PANAMA CITY — Panhandle residents said they want fair representation in state and federal government, but there was some disagreement Wednesday on the best way to ensure it.
The residents were sharing their opinions about how the redistricting process should take place during a public hearing with the Florida House and Senate redistricting committees. Throughout the summer the committees will meet statewide to seek input from residents as they begin the process of redrawing lines for state House and Senate districts and Congressional districts.
The discussion was general, with no specific ideas for boundary lines beyond requests to keep a county in one district or split it in two. Much of the conversation Wednesday encompassed opposing philosophical views about the benefits of one representative for an entire county or more, while others talked about the benefits of having a district with diverse interests versus a more homogenous one.

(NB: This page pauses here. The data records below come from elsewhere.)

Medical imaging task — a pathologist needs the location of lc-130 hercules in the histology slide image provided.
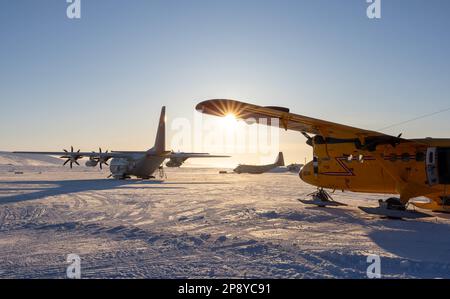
[14,107,228,179]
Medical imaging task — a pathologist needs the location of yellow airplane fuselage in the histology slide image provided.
[300,137,450,212]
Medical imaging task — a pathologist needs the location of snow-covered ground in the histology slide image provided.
[0,155,450,278]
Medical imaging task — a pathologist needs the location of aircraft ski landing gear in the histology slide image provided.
[359,197,432,219]
[158,166,167,180]
[298,188,346,208]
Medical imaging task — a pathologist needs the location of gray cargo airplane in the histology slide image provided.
[14,106,229,179]
[233,152,284,174]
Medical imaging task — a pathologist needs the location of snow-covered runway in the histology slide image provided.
[0,167,450,278]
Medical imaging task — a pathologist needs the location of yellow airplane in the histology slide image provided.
[196,99,450,212]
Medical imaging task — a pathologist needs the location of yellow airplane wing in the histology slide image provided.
[196,99,390,144]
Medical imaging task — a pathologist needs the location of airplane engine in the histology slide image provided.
[85,159,98,167]
[109,158,131,178]
[166,157,187,167]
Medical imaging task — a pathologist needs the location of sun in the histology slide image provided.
[222,113,238,129]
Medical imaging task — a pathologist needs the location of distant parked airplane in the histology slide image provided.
[233,152,284,174]
[14,107,229,179]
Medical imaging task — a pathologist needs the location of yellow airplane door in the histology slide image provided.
[426,147,438,186]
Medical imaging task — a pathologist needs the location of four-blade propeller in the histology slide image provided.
[97,147,111,169]
[61,146,82,168]
[60,146,111,169]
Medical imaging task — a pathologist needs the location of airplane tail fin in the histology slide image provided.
[153,106,166,153]
[275,152,284,166]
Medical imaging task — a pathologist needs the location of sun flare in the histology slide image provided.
[222,113,238,129]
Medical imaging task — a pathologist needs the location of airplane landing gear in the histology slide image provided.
[378,197,407,211]
[158,166,167,179]
[298,188,346,208]
[359,197,431,220]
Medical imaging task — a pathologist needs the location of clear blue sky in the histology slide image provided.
[0,0,450,162]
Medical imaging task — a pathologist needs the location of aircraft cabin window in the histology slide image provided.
[433,148,450,185]
[416,152,425,162]
[402,153,410,162]
[428,152,434,164]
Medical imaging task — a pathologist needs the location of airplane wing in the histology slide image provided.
[13,147,130,169]
[167,152,230,159]
[13,151,129,159]
[196,99,414,149]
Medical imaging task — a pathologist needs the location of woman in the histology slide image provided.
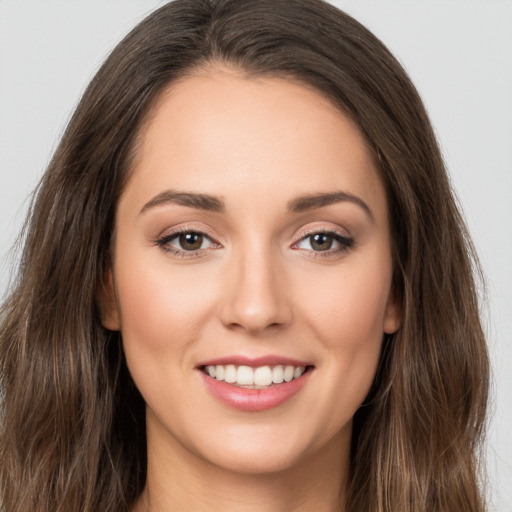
[0,0,488,512]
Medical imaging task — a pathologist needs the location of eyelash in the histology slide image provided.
[155,228,354,258]
[292,228,355,258]
[156,227,220,259]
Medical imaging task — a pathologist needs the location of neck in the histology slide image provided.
[134,418,350,512]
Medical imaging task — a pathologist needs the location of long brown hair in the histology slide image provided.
[0,0,488,512]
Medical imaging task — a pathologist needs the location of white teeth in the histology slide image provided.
[240,366,254,386]
[272,365,284,384]
[204,364,306,388]
[293,366,305,379]
[284,366,295,382]
[224,364,236,384]
[254,366,272,386]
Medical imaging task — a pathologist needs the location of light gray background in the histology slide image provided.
[0,0,512,512]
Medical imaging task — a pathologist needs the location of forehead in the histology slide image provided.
[126,70,383,218]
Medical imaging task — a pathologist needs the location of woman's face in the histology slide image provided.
[103,71,399,473]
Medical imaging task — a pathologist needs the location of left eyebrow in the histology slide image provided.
[288,190,375,222]
[139,190,224,215]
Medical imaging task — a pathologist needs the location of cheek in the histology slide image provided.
[116,254,218,352]
[301,255,391,350]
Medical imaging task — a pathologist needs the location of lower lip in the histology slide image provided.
[199,370,311,412]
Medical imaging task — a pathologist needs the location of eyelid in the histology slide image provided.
[291,226,355,258]
[153,224,222,259]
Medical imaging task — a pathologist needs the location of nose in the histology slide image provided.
[221,251,292,335]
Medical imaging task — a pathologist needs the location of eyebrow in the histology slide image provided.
[140,190,225,213]
[288,190,375,221]
[140,190,375,221]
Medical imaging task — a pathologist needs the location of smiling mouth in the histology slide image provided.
[201,364,313,389]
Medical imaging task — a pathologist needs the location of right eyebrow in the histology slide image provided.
[139,190,225,215]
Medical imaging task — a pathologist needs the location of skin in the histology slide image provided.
[103,69,400,512]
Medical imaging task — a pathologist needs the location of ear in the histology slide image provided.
[98,267,121,331]
[384,290,402,334]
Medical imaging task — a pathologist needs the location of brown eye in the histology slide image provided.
[178,232,203,251]
[309,233,333,251]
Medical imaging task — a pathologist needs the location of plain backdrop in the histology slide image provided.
[0,0,512,512]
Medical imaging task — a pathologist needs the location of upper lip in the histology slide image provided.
[197,354,312,368]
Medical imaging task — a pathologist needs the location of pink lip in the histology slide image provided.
[196,355,311,368]
[199,364,312,412]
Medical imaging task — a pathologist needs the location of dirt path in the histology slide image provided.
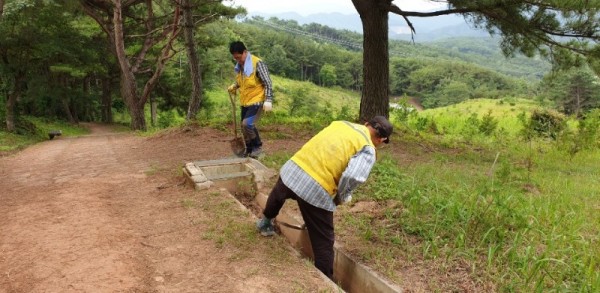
[0,125,334,292]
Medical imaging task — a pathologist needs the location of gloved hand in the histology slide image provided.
[263,100,273,112]
[333,194,352,206]
[227,83,237,95]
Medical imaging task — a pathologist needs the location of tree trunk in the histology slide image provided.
[352,0,391,121]
[181,0,202,122]
[6,71,25,132]
[102,77,113,123]
[150,97,158,127]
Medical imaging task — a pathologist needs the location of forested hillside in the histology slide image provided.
[0,1,596,131]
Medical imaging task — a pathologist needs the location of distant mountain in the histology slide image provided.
[249,12,489,42]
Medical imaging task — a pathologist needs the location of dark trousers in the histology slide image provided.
[263,178,335,279]
[241,104,262,153]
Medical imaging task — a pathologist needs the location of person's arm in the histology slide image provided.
[335,146,375,205]
[256,61,273,102]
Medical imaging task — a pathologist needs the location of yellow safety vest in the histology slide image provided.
[291,121,375,198]
[236,55,265,106]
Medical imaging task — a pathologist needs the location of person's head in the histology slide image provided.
[229,41,248,64]
[365,116,394,146]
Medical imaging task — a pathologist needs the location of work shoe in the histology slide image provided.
[256,217,275,236]
[248,148,265,159]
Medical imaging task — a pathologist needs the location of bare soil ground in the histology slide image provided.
[0,124,336,292]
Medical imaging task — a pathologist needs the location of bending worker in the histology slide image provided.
[227,41,273,158]
[256,116,393,279]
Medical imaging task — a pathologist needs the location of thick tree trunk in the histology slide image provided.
[101,77,113,123]
[113,0,146,130]
[181,0,202,122]
[352,0,391,121]
[6,72,25,132]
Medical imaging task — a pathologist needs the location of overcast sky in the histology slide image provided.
[230,0,445,16]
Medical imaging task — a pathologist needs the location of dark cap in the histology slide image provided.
[369,116,394,143]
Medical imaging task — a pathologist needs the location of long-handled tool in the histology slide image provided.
[229,93,246,157]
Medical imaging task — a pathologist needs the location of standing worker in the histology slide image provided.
[256,116,393,279]
[227,41,273,159]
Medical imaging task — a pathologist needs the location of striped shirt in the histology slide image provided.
[279,145,375,212]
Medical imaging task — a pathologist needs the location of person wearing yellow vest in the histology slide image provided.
[227,41,273,158]
[256,116,393,279]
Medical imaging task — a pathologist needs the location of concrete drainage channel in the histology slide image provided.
[183,158,402,292]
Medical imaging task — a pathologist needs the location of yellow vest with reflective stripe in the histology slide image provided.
[236,55,265,106]
[291,121,375,197]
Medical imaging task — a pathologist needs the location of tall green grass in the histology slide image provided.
[344,100,600,292]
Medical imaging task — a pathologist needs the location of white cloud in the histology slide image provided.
[224,0,445,16]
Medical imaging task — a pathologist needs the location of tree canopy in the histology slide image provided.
[352,0,600,120]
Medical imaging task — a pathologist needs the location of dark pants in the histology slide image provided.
[263,178,335,279]
[241,104,262,153]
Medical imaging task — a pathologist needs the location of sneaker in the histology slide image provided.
[256,217,275,236]
[248,148,265,159]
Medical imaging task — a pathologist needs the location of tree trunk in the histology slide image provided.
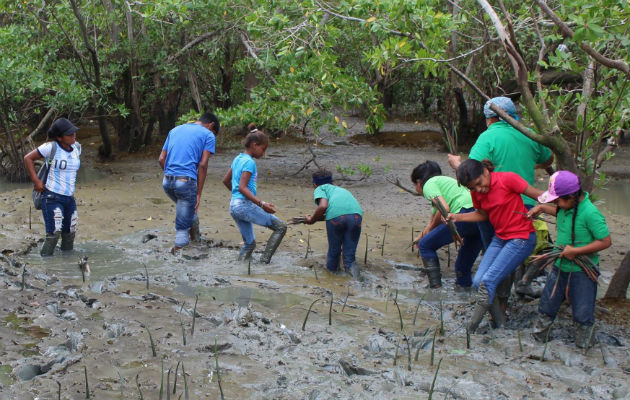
[604,251,630,299]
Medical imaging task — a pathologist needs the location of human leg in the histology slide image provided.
[343,214,363,279]
[418,224,453,288]
[326,217,345,272]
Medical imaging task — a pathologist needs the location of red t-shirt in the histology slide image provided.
[470,172,535,240]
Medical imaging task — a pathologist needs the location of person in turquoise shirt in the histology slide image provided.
[305,169,363,279]
[528,171,612,348]
[411,161,482,290]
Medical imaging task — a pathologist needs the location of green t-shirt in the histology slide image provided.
[313,183,363,221]
[555,193,610,272]
[422,176,473,214]
[468,121,551,205]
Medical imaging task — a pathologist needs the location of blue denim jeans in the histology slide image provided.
[42,189,78,234]
[162,176,199,247]
[473,232,536,303]
[326,214,363,272]
[538,267,597,326]
[418,208,482,287]
[230,199,278,247]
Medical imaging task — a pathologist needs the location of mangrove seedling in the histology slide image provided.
[214,337,224,400]
[302,297,321,330]
[429,358,442,400]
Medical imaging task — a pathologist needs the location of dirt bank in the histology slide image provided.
[0,133,630,399]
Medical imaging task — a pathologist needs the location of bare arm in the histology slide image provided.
[306,197,328,225]
[560,235,612,260]
[158,150,166,171]
[223,168,232,192]
[446,210,488,222]
[238,170,276,214]
[24,149,45,192]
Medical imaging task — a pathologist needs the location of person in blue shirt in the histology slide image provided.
[223,124,287,264]
[158,113,220,252]
[24,118,81,256]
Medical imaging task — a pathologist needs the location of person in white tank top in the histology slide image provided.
[24,118,81,256]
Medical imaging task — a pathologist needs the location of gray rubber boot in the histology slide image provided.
[489,296,505,329]
[237,242,256,261]
[190,219,201,242]
[575,322,595,349]
[422,257,442,289]
[39,233,60,257]
[260,219,287,264]
[61,232,75,251]
[468,282,490,333]
[532,314,554,342]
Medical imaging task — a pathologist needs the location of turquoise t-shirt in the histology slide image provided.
[422,176,473,214]
[468,121,551,205]
[231,153,258,200]
[555,193,610,272]
[313,183,363,221]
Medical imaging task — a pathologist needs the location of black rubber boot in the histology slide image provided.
[237,242,256,261]
[422,257,442,289]
[468,282,490,333]
[61,232,74,251]
[39,233,60,257]
[260,219,287,264]
[532,314,554,343]
[190,219,201,242]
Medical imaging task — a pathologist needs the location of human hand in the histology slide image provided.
[448,153,462,169]
[33,179,46,192]
[560,245,580,261]
[262,201,276,214]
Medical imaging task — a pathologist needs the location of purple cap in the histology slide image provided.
[538,171,580,203]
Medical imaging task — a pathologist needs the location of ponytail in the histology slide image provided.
[457,158,494,187]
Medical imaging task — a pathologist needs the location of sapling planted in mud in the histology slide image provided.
[136,374,144,400]
[83,365,90,399]
[173,361,181,394]
[328,290,333,326]
[381,224,387,257]
[302,297,321,330]
[144,325,157,357]
[191,294,199,338]
[428,358,442,400]
[430,329,438,366]
[214,337,224,400]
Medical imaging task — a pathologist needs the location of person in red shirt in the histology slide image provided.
[448,159,542,332]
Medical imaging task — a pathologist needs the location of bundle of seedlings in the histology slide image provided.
[531,246,600,283]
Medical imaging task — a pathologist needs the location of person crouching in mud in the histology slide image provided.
[223,124,287,264]
[304,169,363,279]
[448,159,542,332]
[24,118,81,256]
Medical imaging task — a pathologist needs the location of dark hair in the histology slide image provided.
[456,158,494,187]
[411,160,442,185]
[199,112,221,135]
[243,124,269,149]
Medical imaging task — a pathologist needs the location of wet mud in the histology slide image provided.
[0,129,630,400]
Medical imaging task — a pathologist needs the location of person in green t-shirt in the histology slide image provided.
[528,171,612,348]
[411,161,482,290]
[305,169,363,279]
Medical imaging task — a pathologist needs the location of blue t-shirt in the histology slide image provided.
[231,153,258,200]
[162,123,215,179]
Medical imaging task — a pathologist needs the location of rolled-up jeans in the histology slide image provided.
[230,199,278,246]
[326,214,363,272]
[162,175,199,247]
[473,232,536,303]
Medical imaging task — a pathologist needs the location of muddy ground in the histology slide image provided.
[0,127,630,400]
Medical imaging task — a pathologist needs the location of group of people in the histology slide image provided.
[24,97,611,347]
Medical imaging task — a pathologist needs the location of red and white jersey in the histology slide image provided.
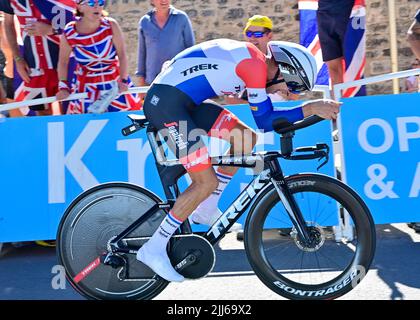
[153,39,268,105]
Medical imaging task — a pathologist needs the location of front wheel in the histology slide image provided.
[244,174,375,299]
[57,183,168,300]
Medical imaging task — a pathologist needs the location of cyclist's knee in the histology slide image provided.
[190,169,219,198]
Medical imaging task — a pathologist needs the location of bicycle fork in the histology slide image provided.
[268,158,311,245]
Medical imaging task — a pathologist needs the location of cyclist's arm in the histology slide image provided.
[236,58,305,131]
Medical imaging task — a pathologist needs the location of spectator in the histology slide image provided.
[407,9,420,59]
[225,15,298,104]
[57,0,140,114]
[0,0,73,115]
[317,0,355,97]
[136,0,195,86]
[0,12,22,117]
[405,59,420,92]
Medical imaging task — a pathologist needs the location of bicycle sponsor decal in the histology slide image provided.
[273,265,366,297]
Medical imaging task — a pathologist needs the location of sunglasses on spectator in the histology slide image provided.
[79,0,105,7]
[245,31,267,38]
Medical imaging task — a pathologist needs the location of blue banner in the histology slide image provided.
[0,104,336,242]
[341,93,420,223]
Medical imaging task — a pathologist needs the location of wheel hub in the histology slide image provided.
[290,222,325,252]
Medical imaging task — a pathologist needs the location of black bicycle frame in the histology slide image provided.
[110,127,320,254]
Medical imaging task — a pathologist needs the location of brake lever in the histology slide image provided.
[315,148,330,171]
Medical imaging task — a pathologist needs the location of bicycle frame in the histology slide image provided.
[110,127,320,254]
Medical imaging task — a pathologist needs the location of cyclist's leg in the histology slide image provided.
[137,85,217,281]
[192,100,257,225]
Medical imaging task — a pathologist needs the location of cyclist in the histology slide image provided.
[137,39,339,282]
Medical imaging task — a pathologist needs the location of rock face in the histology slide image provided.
[106,0,420,94]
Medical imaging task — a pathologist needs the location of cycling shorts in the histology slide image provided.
[143,84,240,172]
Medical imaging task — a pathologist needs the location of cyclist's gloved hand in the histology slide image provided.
[302,99,343,120]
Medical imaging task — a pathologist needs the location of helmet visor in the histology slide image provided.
[278,63,308,93]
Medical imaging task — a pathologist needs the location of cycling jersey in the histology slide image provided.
[143,39,303,172]
[153,39,303,131]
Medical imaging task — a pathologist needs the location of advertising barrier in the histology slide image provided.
[341,93,420,224]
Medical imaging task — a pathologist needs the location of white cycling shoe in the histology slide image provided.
[136,242,185,282]
[189,207,242,232]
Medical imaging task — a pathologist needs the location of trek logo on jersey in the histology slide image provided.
[181,63,219,77]
[163,121,188,150]
[150,95,160,106]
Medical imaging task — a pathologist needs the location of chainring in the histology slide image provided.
[169,234,216,279]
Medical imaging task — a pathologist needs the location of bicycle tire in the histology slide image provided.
[244,174,376,300]
[57,182,169,300]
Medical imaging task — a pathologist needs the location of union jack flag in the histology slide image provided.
[299,0,366,97]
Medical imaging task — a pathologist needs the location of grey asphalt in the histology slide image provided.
[0,224,420,300]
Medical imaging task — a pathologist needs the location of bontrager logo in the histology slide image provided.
[181,63,219,77]
[273,269,357,297]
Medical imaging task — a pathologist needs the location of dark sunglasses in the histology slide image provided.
[79,0,105,7]
[245,31,267,38]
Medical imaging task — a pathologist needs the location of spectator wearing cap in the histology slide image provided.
[0,0,74,115]
[317,0,354,97]
[136,0,195,86]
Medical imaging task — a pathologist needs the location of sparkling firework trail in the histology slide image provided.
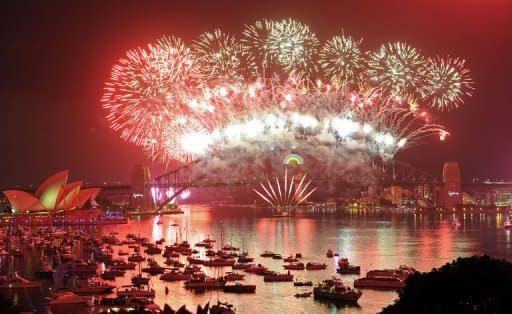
[423,56,473,110]
[253,170,316,215]
[192,29,243,83]
[266,19,320,75]
[366,42,426,96]
[102,19,473,176]
[320,35,364,85]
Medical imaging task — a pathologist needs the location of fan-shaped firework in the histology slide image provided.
[102,19,472,182]
[423,56,473,110]
[253,171,316,216]
[192,29,242,82]
[366,42,426,95]
[320,35,364,84]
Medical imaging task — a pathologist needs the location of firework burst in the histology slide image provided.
[267,19,320,75]
[192,29,243,82]
[320,34,364,84]
[366,42,426,95]
[102,37,197,145]
[423,56,473,110]
[102,19,473,176]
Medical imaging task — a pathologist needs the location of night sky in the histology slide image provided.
[0,0,512,187]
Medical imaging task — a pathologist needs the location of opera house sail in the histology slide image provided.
[3,170,101,214]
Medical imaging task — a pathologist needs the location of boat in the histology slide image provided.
[354,265,416,290]
[132,274,150,286]
[366,265,416,280]
[204,258,235,267]
[67,260,98,277]
[48,291,93,314]
[231,263,254,269]
[283,262,305,270]
[0,272,41,295]
[187,256,205,264]
[100,271,116,280]
[224,272,245,281]
[306,263,327,270]
[238,253,254,263]
[313,278,363,303]
[293,280,313,287]
[185,277,226,290]
[144,245,162,255]
[36,261,53,279]
[263,271,293,282]
[336,258,361,275]
[244,264,268,274]
[354,276,405,290]
[260,251,275,257]
[110,259,137,270]
[222,282,256,293]
[142,259,165,275]
[116,285,155,298]
[160,270,192,281]
[283,255,299,263]
[71,280,115,295]
[128,253,146,262]
[210,300,235,314]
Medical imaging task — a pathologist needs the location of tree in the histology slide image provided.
[382,255,512,314]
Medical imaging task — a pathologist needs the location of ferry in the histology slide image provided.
[204,258,235,267]
[160,270,192,281]
[263,271,293,282]
[283,262,305,270]
[306,263,327,270]
[313,278,363,303]
[222,282,256,293]
[354,276,405,290]
[336,258,361,275]
[48,291,93,314]
[116,285,155,298]
[185,277,226,290]
[224,272,245,281]
[71,280,115,295]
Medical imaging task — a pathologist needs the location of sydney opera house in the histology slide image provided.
[3,170,101,215]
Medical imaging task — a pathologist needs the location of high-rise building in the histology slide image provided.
[130,165,153,209]
[441,161,462,208]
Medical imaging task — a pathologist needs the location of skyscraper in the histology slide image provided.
[441,161,462,208]
[130,165,153,209]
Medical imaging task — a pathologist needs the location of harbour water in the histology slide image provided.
[9,205,512,313]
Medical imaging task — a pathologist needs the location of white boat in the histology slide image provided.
[49,291,93,314]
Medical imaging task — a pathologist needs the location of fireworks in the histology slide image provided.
[266,19,320,75]
[423,57,473,110]
[320,35,364,84]
[192,29,242,82]
[102,37,196,145]
[366,42,426,95]
[253,171,316,216]
[102,19,473,176]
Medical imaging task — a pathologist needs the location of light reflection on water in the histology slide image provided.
[13,206,512,313]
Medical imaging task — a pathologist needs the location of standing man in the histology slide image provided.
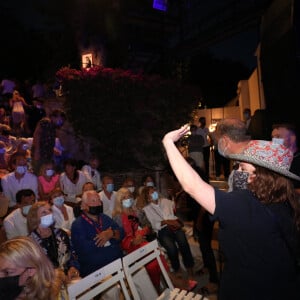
[31,109,66,174]
[196,117,211,178]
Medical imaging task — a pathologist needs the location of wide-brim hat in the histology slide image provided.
[227,140,300,181]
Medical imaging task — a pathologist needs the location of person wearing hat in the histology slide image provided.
[162,125,300,300]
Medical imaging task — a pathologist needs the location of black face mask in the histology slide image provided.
[0,275,23,300]
[232,170,249,191]
[89,205,103,216]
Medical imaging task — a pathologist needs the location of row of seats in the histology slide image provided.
[68,240,208,300]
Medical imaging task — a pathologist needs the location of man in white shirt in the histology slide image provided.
[99,176,117,217]
[81,155,102,192]
[3,189,35,240]
[1,154,38,211]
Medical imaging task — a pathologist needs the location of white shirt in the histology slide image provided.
[3,208,28,240]
[1,172,38,207]
[52,204,75,231]
[99,191,117,218]
[81,165,102,191]
[59,171,87,203]
[143,198,178,232]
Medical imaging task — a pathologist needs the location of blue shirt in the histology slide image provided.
[71,214,124,277]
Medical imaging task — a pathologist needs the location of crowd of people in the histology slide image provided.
[0,75,300,300]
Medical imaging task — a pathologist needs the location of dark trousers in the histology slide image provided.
[158,227,194,271]
[194,212,219,284]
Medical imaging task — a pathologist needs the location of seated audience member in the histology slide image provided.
[73,181,96,218]
[122,177,137,204]
[271,123,300,194]
[7,138,32,172]
[71,191,124,277]
[1,154,38,211]
[38,161,60,200]
[0,237,68,300]
[138,174,155,195]
[0,124,17,155]
[53,137,68,172]
[50,188,75,235]
[0,141,9,172]
[142,186,194,276]
[99,175,117,217]
[59,158,87,206]
[3,189,35,239]
[81,155,102,192]
[27,201,79,280]
[113,187,169,292]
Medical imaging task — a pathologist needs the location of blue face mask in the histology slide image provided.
[151,191,158,201]
[122,198,133,208]
[106,183,115,193]
[22,204,32,216]
[53,196,65,207]
[16,166,27,175]
[232,170,249,191]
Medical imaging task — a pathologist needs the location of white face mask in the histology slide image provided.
[40,214,54,228]
[272,138,284,145]
[128,186,135,193]
[218,138,227,157]
[22,204,32,216]
[16,166,27,175]
[46,169,54,177]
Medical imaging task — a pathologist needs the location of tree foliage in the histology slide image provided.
[57,67,199,171]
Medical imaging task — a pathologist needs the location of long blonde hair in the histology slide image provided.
[0,236,65,300]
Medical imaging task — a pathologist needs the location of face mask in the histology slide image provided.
[46,169,54,177]
[272,138,284,145]
[151,191,158,201]
[56,120,64,127]
[40,214,54,228]
[232,170,249,191]
[0,273,23,300]
[22,205,32,216]
[89,205,103,216]
[128,186,135,193]
[218,138,227,157]
[16,166,27,175]
[122,198,133,208]
[53,196,65,207]
[106,183,115,193]
[22,144,29,151]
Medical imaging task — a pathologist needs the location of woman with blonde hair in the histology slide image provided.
[0,237,67,300]
[27,201,79,280]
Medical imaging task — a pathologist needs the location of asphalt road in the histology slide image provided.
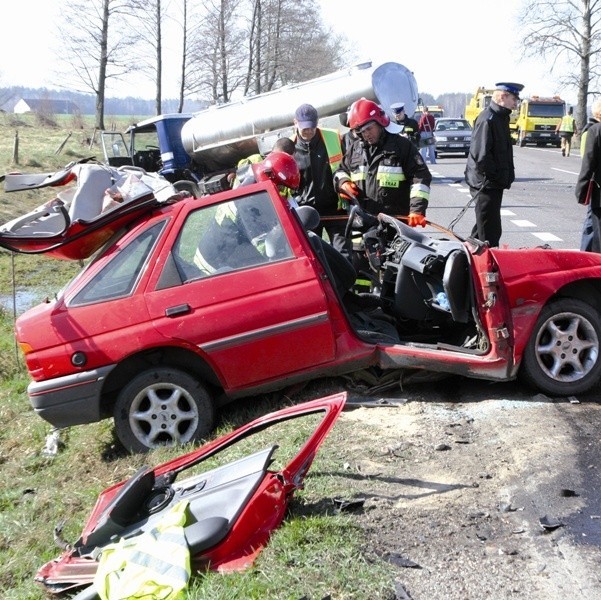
[428,146,585,249]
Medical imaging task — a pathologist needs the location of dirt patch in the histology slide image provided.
[326,384,601,600]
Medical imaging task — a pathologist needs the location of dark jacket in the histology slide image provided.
[575,122,601,208]
[334,129,432,215]
[294,129,340,215]
[465,101,515,190]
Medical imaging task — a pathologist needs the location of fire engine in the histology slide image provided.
[510,96,566,148]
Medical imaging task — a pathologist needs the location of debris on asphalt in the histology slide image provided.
[538,515,564,531]
[332,498,365,512]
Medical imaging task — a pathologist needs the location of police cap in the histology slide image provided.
[495,81,524,98]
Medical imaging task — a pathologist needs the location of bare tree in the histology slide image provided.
[177,0,189,113]
[245,0,344,94]
[130,0,168,115]
[187,0,246,104]
[520,0,601,129]
[60,0,137,129]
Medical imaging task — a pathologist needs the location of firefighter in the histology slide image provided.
[555,106,578,156]
[334,98,432,227]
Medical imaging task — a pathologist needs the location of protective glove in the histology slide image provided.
[338,180,361,202]
[407,213,427,227]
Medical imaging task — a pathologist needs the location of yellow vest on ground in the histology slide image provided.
[94,500,191,600]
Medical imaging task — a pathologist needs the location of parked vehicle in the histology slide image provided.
[16,176,601,451]
[510,96,566,148]
[101,62,418,196]
[35,394,346,600]
[434,119,472,157]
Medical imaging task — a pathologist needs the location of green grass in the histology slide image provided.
[0,114,394,600]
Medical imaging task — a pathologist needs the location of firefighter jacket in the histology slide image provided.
[334,129,432,216]
[465,101,515,190]
[555,115,577,135]
[292,129,342,216]
[575,122,601,208]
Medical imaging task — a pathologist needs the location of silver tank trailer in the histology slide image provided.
[181,62,418,172]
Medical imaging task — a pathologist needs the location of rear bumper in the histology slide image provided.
[27,365,115,427]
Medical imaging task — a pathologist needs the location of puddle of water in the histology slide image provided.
[0,290,43,315]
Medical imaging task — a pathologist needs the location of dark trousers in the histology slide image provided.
[580,204,601,252]
[470,187,503,248]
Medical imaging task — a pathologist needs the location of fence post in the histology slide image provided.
[13,130,19,165]
[54,131,73,154]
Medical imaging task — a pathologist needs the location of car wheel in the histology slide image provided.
[113,367,215,452]
[520,298,601,396]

“Please, when you redistrict, try to make the district equal as can be with different groups of people,” said Joan Miller. When districts consist of only beach property or only agricultural property, one district is better suited to buy influence, she said.
Jim Anders, a South Walton County resident, spoke in favor of an opposite goal. He said he sees a need to keep issues separate, with one representative for coastal interests and another for rural. It prevents representatives from having to represent divergent interests that could be at odds.
Not everyone agreed that’s a bad thing. Jennifer Jones, executive director of the Bay Arts Alliance, said having a diverse district can be beneficial because it encourages representatives to look for a fair compromise, or, as she put it, “to make Solomon decisions.”
Some suggested what’s best for a county like Bay might not be best for more rural counties in the area, and representatives from some of the area’s chambers of commerce advocated for different approaches.
Beth Oltman, president of the Panama City Beach Chamber of Commerce, asked that Bay County be kept together in one district, which she said would afford the area political power.
Art Kimbrough of the Jackson County Chamber of Commerce disagreed about the best way for rural counties to boost influence: the more representatives, the better. Over the years, rural areas have lost influence in the Legislature, he said, and a way to increase it is to have as many representatives to turn to for help as possible.
Legislative influence is about relationships as much as it is about lines on a district map, he said. Even if an elected official doesn’t represent the entire county, Kimbrough said residents can turn to him or her for help. Ideally, he said, he would like to see districts compact and include areas of shared interest, but said Calhoun County benefits from having two representatives and he doesn’t want that to change.
Much of the discussion took place on a general level, with many making pleas to keep political concerns separate from the task of redistricting, and some said the process in place seemed to elicit that type of discussion.
Rather than present maps with proposals for redistricting, the committee wanted to hear public input first.
William Pritchard, who said he represented himself and Bay County’s chapter of the American Civil Liberties Union, said he would have preferred if there were maps created so residents could have a proposal on which to comment.
“Now all we can comment on is the process,” he said — and the process received criticism.
John McDonald, of Panama City Beach, questioned the state’s spending on the public hearing process during a time when the state’s budget has been slashed and workers laid off.
Deirdre Macnab, president of the Florida League of Women Voters, reiterated after the meeting the organization’s concern that taxpayer dollars weren’t being spent in the best manner possible. She said having maps available would have allowed more in-depth conversations.
“Shouldn’t the end goal be to have as productive and substantive forum as possible?” she asked.
Rep. Will Weatherford, R-Wesley Chapel, who serves as the chair of the House Redistricting Committee, said Florida was one of the last states to receive data from the 2010 Census and had only recently finished the online District Builder tools that residents can use to submit redistricting plans. The state constitution says the Legislature can’t take action on redistricting until 2012, and to make sure the process moves quickly the next legislative session has been moved up to January from March.
Weatherford added that the Legislature wanted to start the process with an open mind and take comments from the public before presenting them with a proposal. He said if maps had been drawn, the group would have been accused of bypassing resident input.